What does that mean? What happens after a possible financial crime is discovered and a Suspicious Activity Report is filed with the government's financial intelligence authority, such as the U.S. Financial Crimes Enforcement Network or Canada's Financial Transactions and Reports Analysis Centre of Canada?

In some cases, it can lead to the discovery and shuttering of large-scale trafficking schemes. In 2021, two dozen defendants were indicted for running a labor trafficking operation that illegally forced Mexican and Central American workers into brutal conditions on farms in southern Georgia. A multi-agency investigation led by the Department of Homeland Security uncovered the trafficking scheme, in part due to the more than $200 million laundered through a casino, cashier's checks and cash purchases of land, homes, vehicles and businesses.

Imagine the impact on people's lives if the financial industry adopted a technology that could make us more effective at finding crimes such as these.

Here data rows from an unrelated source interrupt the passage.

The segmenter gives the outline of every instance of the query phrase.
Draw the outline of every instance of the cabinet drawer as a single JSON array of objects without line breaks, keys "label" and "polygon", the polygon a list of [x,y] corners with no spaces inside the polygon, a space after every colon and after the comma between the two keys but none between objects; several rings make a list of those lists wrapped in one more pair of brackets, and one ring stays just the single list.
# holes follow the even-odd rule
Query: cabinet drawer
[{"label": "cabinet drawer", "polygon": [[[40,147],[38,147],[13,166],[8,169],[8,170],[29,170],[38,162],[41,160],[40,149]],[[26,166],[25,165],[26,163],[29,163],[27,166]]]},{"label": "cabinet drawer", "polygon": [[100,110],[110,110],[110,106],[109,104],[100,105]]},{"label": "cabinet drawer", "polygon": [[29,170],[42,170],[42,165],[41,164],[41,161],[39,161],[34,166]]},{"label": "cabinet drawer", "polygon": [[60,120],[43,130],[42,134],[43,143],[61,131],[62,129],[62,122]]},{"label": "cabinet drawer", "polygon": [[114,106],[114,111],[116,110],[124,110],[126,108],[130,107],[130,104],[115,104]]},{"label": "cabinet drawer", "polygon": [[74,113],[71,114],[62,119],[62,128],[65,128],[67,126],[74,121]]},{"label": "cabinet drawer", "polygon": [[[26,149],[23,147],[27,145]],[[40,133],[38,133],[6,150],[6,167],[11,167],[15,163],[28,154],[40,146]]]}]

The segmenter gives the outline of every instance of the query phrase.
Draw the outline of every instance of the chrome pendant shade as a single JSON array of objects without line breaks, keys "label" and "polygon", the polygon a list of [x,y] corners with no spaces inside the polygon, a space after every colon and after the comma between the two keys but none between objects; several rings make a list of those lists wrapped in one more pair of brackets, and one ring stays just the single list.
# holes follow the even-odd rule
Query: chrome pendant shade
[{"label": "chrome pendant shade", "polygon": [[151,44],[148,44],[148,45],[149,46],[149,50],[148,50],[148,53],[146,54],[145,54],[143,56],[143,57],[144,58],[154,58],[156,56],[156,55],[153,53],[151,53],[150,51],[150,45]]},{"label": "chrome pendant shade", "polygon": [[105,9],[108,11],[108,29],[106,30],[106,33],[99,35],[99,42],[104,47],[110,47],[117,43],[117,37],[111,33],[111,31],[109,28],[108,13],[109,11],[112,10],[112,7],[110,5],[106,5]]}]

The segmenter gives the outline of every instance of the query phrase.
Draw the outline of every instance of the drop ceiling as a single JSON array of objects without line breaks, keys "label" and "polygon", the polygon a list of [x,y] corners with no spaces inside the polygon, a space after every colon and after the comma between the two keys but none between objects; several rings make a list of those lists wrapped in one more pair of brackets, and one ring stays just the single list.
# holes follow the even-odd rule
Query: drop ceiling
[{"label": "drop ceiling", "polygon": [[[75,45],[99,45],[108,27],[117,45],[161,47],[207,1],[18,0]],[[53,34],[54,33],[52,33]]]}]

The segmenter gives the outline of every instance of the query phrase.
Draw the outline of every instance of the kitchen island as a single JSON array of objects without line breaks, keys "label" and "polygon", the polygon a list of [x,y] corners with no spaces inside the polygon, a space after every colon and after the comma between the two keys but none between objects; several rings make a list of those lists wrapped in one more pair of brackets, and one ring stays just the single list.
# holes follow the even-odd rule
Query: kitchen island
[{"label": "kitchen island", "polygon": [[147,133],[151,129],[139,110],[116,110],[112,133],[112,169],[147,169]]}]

Those working in financial institutions, the creators of financial technology and regulators all share the common goal of innovation. Federated learning can help us operationalize this goal.

For example, let's say 10 banks use their own teams, with their own models, trained on their own data, to identify illicit transactions. If those same 10 banks used federated learning to train one model to find illicit transactions, that model could be used by those 10 banks to help prevent those illicit transactions. Because the model was trained on data from 10 banks, it would be better at identifying true alerts (as opposed to false positives). Not only could this increase effectiveness, but it could also reduce overall program costs and free up capacity for other, more productive tasks.

What if we did that 10 times? What would banking, risk management and financial compliance look like by 2030?

With the arrival of AI and federated learning, banks, regulators and law enforcement professionals will finally have transparent methods of measurement of policy outcomes, a necessary prerequisite to a better system for fighting crime and expanding financial inclusion.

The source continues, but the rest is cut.